Letters to Fleet News' editor Martyn Moore
Leasing companies share grey fleet blame
I read with interest the recent article in Fleet News highlighting the fact that one third of grey fleet drivers who lease cars without maintenance are failing to have vital safety work carried out.
The finger was being pointed at the bedroom brokers.
However many of the biggest leasing companies are fuelling these problems by giving these cheap rates to brokers in the first place.
Ten to 15 years ago, brokers found it harder to gain entry to the market.
Only the best brokers, enjoyed access to contract hire products.
But as the banks have entered the market and the pressure for growth increases, standards appearto have lowered.
Brokers, who are often given BVRLA status and have no more than a fancy website, are given access to the major leasing company rates, and, by finding out a customer’s allowance, are selling them a rate to maximise their commission.
Excluding maintenance may increase commission by £700-£800.
If the major bank and manufacturer-owned leasing companies do not improve the way in which they vet and control their brokers, there will always be people willing to offer grey fleet drivers non-maintained, cheap deals to the maximum of their allowance.
And while the companies employing these drivers have a duty of care towards their employees, what are they expected to do when a driver turns to them and says that they have spent their allowance and cannot afford necessary repairs or, worse still, decide not to tell their employer and continue to drive the car with defective and illegal tyres.
Many of the major leasing companies will tell you that it is part of their strategy to use brokers to enable them to reach the small fleets.

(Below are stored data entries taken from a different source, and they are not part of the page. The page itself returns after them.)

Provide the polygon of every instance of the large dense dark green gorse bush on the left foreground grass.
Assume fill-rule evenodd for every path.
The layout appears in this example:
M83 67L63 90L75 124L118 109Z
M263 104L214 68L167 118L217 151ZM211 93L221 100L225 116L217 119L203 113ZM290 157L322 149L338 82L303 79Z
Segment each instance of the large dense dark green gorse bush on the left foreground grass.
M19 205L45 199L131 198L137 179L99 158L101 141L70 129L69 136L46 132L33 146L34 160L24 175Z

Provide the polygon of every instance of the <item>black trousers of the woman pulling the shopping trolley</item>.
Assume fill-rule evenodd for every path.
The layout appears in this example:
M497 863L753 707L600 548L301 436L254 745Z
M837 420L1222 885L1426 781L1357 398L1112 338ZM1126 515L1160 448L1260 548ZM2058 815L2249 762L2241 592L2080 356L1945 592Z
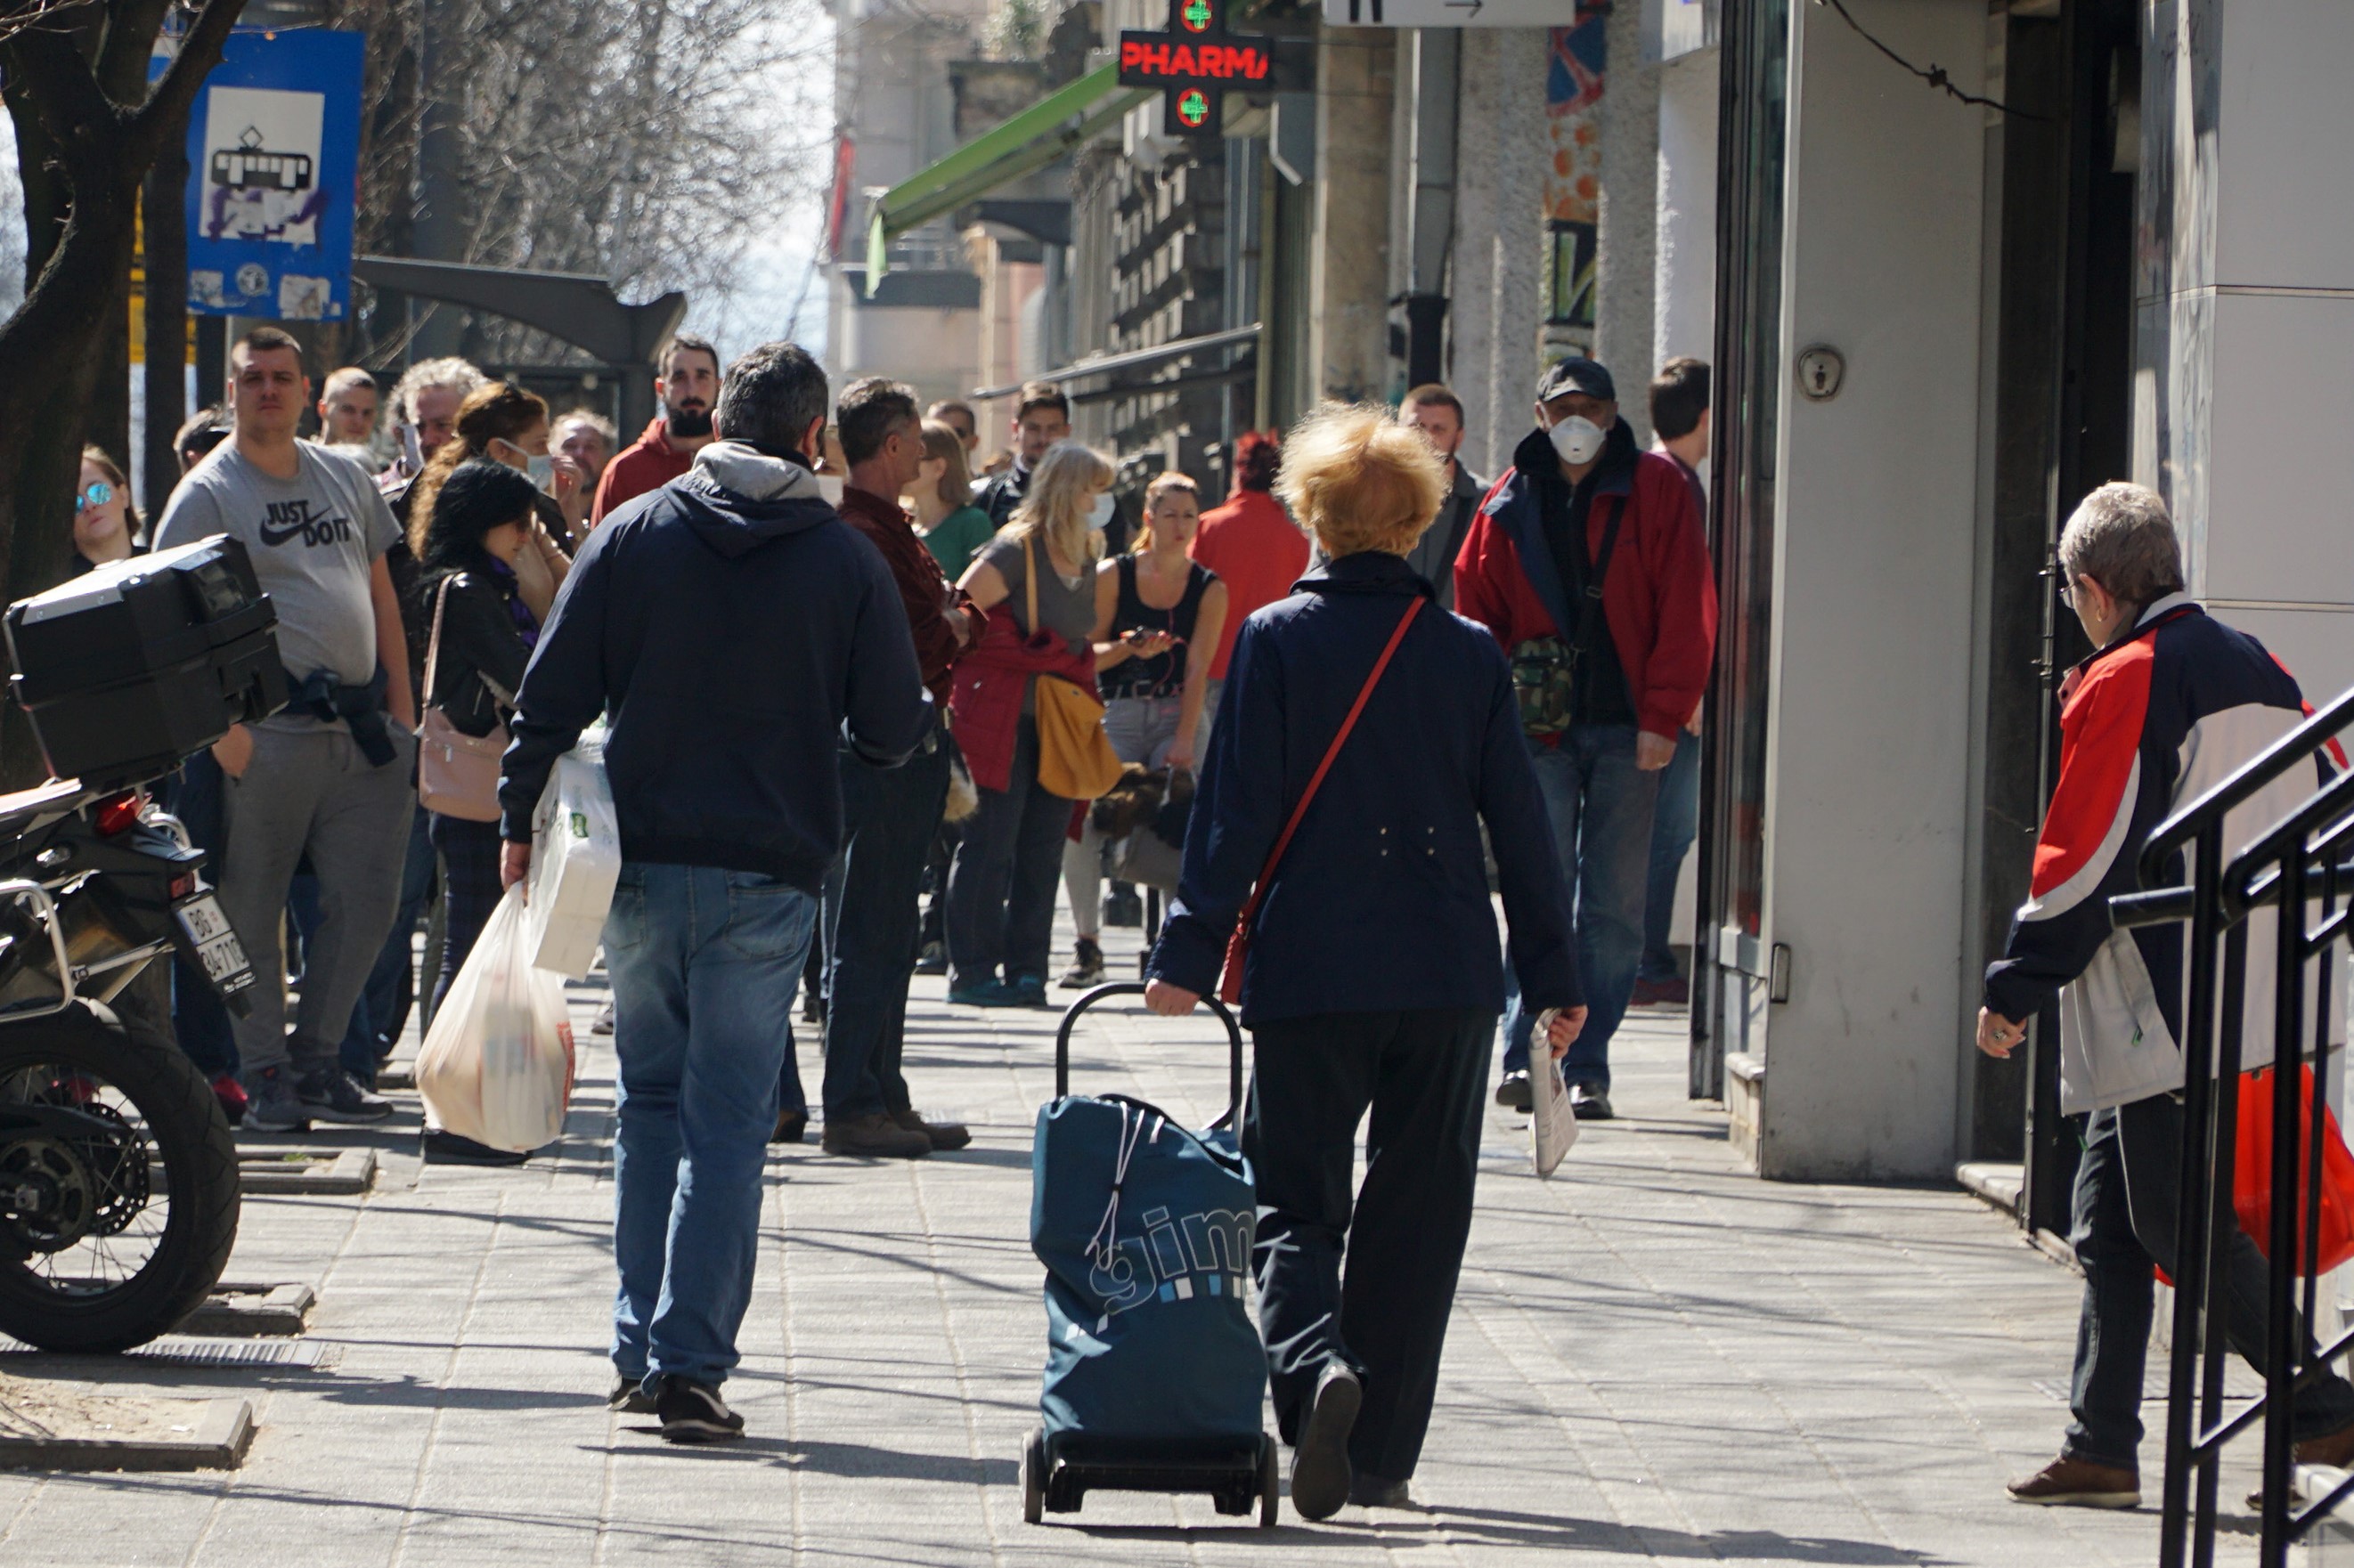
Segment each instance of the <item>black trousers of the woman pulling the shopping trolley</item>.
M1471 1236L1495 1015L1325 1012L1252 1036L1243 1149L1259 1182L1259 1335L1276 1427L1297 1443L1323 1368L1346 1363L1365 1380L1349 1460L1363 1476L1405 1481L1431 1424ZM1365 1187L1351 1212L1368 1109Z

While it has never been our policy at Sandicliffe Motor Contracts to work with smaller brokers, I understand the role the better ones play.
But we will see the emergence of more bedroom brokers encouraging drivers to take out non-maintained deals to the maximum of their allowancet.
If you turn to a financial adviser for a mortgage, they have a duty to ensure you can afford the repayments before they arrange it for you. Isn’t it high time that the major leasing companies insisted on similar best practice from their brokers, striking off those who do not comply?
Managing director, Sandicliffe Motor Contracts
DIY breathalysers – making right choice
I saw your article about whether you can trust a DIY breathalyser (February 7).
As a manufacturer of breathalysers I can shed a bit of light on the subject.
At present the UK breathalyser market is a bit like the Wild West. There is no British Standards Institute (BSI) mark and there is no controlling body.
As a result there are some very good personal breathalysers but also some very bad ones on the market.
Telling which is which is almost impossible.
Depending on your needs, you should choose one of two breathalyser solutions for your fleet, as follows:
If you are planning to use the breath tester to ‘police’ your employees, with the purpose of potential disciplinary action, you will need to choose one of the two UK evidentially approved devices, either the Draeger 6510 or the Intoximeter FST.
Should your company be taken to court for unfair dismissal these two breathalysers are approved for evidential use in court. They cost around £800+VAT.
If you believe in employees policing themselves a good self-test breathalyser will give them an accurate reading and will tell them how much alcohol they have in their system.
This is the bracket in which our breathalysers sit and pricing is around the £50+VAT mark.
If you are taking the second option you should always check if the product has any official backing, like the involvement of a safety group; whether the manufacturer is based in the UK when quality will generally be better and will be tailored to the UK market; whether the company looks credible and well backed; and whether anyone has independently tested the product and given it a good write up?
If youchoose option two, your recommendation as an employer should be that the only safe limit is when the breathalyser says zero.
Managing director, AlcoSense
Treating dealers as partners
Regarding your story on introducing a blanket ban on under 25s driving company vehicles (FNO, February 14), this may prove difficult in practice.
Insurance companies can refuse to insure people under or over a certain age as they are not covered by age discrimination regulations.
If all insurance companies refused fleet insurance on this basis it would be possible for an employer to say that people under 25 could not drive a company vehicle as the requirement for all drivers to be insured would supercede that not to discriminate on grounds of age.
There may, however, be a problem when only some insurance companies introduce such a ban.
I think it would then be incumbent upon a fleet manager to look around for other insurers and obtain other quotes.
If they are wildly expensive it may be possible to justify the ban on under 25s – although normally expense alone will not amount to sufficient justification.
It would need to be tested and I am not aware of any reported cases.
I am not an expert on road traffic law but as far as I am aware section 144 of the Road Traffic Act 1988 is still in force and there are under that section exemptions for the requirement to have insurance in certain circumstances.
I would assume that if the fleet manager is a manager in circumstances where insurance is not applicable it would be even more difficult to have a blanket ban on drivers under a certain age, without infringing the age discrimination regulations.
In short I would certainly caution against introducing a blanket ban just because your current insurer refuses to issue insurance to under 25s as I think there is a real risk of being found to be in breach of age discrimination regulations if no further enquiries have been made.
Legal adviser, Bulfin & Co, employment law solicitors.